Christine de Pizan

Christine de Pizan
The Writer Christine de Pizan at Her Desk

Saturday, October 10, 2015

Queen Isabella of Spain--No, Not that Isabella, Another One!

Isabella II, queen regnant of Spain (born 10 October 1830)

The daughter of Ferdinand VII of Spain and his fourth wife and queen, Maria Christina of the Two Sicilies, Isabella was born in Madrid and became queen of Spain just before her third birthday when her father died on 29 September 1833.

Isabella II as queen, 1836
The marriage of Ferdinand VII and Maria Christina is another example (should you need one, at this point) of the tangled history of "traditional" marriage--Maria Christina was Ferdinand's niece, the daughter of Maria Isabella of Spain, Ferdinand's sister.

It may be easy enough to look away from Tudor or Habsburg marital decisions--oh, that was in the fifteenth and sixteenth centuries, so long ago!--but certainly by the nineteenth century it's a bit harder to ignore such marriage practices. But marriages between uncles and nieces, like this one, have long been a part of what "traditional" marriage looks like . . . 

Anyway, the succession of Isabella to the throne of Spain as queen regnant was not undisputed. In the years since the first Queen Isabella had ruled Castile and León (1474-1504), and under the influence of the Bourbon monarchs who began to rule in Spain in the eighteenth century, the Spanish had adopted the so-called Salic law, one that excluded women from inheriting the throne. Ferdinand VII had convinced the Spanish legislature to return to older inheritance laws, allowing his daughter to succeed him.

But after the king's death, Carlos, the count of Molina and Ferdinand's younger brother, claimed the title of king for himself and plunged the country into a civil war. 

In the mean time, Isabella's mother, Queen Maria Christina, was regent of Spain for the young queen. The infante Carlos disputed the legality of his brother's revocation of the Salic law of succession; his "Carlist" supporters claimed that Maria Christina had in fact forged her husband's signature on the documents naming his daughter as his successor and/or that Ferdinand had really named his brother as his successor but that Maria Christina had somehow concealed his true plans.

The Queen-Regent maintained her daughter's position throughout the civil wars over the succession, and those loyal to Isabella defeated the Carlists in 1839. But Maria Christina's own secret marriage caused her ouster in 1840--she was exiled from Spain, leaving Isabella behind in the hands of a new regent, General Baldomero Espartero, prince of Vergara.

Isabella II, queen of Spain
On 8 November 1483, Espartero's opponents declared the thirteen-year-old legally of age, and although the new queen reigned, she did not rule. Among the many reasons for her inability, Isabella's complete lack of education must certainly have contributed to her problems.

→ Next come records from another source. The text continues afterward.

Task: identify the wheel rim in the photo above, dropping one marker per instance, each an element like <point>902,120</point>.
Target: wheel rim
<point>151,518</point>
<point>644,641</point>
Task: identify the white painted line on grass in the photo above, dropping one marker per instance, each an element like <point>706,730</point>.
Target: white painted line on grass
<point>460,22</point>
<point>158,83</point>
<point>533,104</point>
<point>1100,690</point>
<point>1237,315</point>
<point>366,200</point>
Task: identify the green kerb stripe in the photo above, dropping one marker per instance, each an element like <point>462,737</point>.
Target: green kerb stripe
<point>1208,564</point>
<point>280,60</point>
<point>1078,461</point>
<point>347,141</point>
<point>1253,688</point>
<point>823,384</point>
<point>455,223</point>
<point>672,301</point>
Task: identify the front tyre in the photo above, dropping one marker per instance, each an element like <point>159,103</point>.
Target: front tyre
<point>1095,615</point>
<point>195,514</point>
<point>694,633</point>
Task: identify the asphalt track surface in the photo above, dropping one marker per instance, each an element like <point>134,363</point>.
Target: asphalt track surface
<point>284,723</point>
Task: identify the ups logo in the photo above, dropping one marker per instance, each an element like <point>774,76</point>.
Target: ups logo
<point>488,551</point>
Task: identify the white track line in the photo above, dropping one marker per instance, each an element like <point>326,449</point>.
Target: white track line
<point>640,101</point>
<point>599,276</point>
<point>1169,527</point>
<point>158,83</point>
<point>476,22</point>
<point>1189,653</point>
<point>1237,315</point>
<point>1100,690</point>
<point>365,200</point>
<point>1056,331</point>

On her sixteenth birthday, 10 October 1846, Isabella married her double first cousin, Francisco de Asís de Borbón, a marriage arranged at the insistence of her government. (I won't even attempt to explain "double first cousin"--for once I'll just link you to Wikipedia.)

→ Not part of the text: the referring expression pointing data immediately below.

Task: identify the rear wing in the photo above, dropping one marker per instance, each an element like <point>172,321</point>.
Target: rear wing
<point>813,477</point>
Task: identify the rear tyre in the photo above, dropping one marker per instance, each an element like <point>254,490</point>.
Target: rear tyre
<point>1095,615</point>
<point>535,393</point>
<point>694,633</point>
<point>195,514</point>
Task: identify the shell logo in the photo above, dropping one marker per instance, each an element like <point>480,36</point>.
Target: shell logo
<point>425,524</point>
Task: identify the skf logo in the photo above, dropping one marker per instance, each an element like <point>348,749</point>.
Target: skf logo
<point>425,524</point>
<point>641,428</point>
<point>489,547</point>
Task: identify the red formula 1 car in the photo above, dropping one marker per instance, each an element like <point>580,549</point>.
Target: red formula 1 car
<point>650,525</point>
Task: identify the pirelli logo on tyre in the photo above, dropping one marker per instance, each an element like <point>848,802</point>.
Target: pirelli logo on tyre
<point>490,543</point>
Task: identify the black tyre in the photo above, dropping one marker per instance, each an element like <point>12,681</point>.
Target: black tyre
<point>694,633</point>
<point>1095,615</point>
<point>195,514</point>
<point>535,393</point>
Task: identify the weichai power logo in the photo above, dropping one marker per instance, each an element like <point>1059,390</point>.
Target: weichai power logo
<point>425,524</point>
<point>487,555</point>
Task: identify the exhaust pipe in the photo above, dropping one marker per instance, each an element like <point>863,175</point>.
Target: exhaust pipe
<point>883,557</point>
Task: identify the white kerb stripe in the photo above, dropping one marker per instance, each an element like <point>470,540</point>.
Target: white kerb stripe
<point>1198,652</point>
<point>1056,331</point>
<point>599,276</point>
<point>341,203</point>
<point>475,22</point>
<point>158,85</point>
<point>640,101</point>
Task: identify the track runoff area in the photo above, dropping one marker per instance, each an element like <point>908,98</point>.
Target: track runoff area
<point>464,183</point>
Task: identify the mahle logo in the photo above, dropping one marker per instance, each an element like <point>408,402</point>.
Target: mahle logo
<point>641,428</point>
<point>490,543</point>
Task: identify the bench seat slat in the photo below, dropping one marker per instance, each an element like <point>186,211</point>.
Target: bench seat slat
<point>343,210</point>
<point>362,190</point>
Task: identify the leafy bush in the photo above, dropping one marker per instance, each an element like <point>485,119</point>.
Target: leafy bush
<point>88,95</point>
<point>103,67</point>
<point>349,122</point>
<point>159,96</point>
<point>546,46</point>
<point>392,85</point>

The couple was unsuited, the marriage was unhappy, and those darned Carlists, still unsatisfied, claimed that Queen Isabella's children, including Alfonso, her heir apparent, were not the king's children.

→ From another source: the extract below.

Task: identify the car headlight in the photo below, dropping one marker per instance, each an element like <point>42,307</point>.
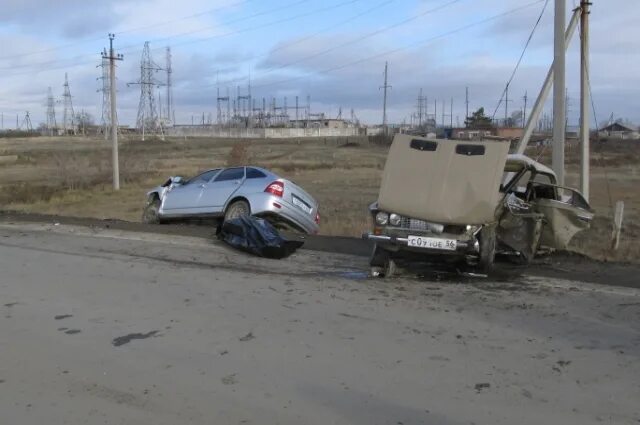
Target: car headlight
<point>382,218</point>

Although Isabella II remained on the throne, she never exerted power, and on 30 September 1868, she was forced out of Spain and went into exile in France. In the end, she "abdicated" on 25 June 1870 in favor of her son, who became Alfonso XII.  

She did visit Spain during her son's reign, but she never again lived there. She died in Paris on 10 April 1904. 

There isn't a very current biography of Isabella II in English, but you can buy used copies of Peter de Polnay's 1962 A Queen of Spain: Isabella II or Ottilie Boetzkes's 1966 The Little Queen: Isabella II of Spain. If you can read Spanish, you may be interested in Silvia Miquens's 2007 Isabel II, la Reina de los Tristes Destinos or Isabel Maura Burdiel Bueno's Isabel II, o el Laberinto del poder (2010), which you can download in a very affordable Kindle edition.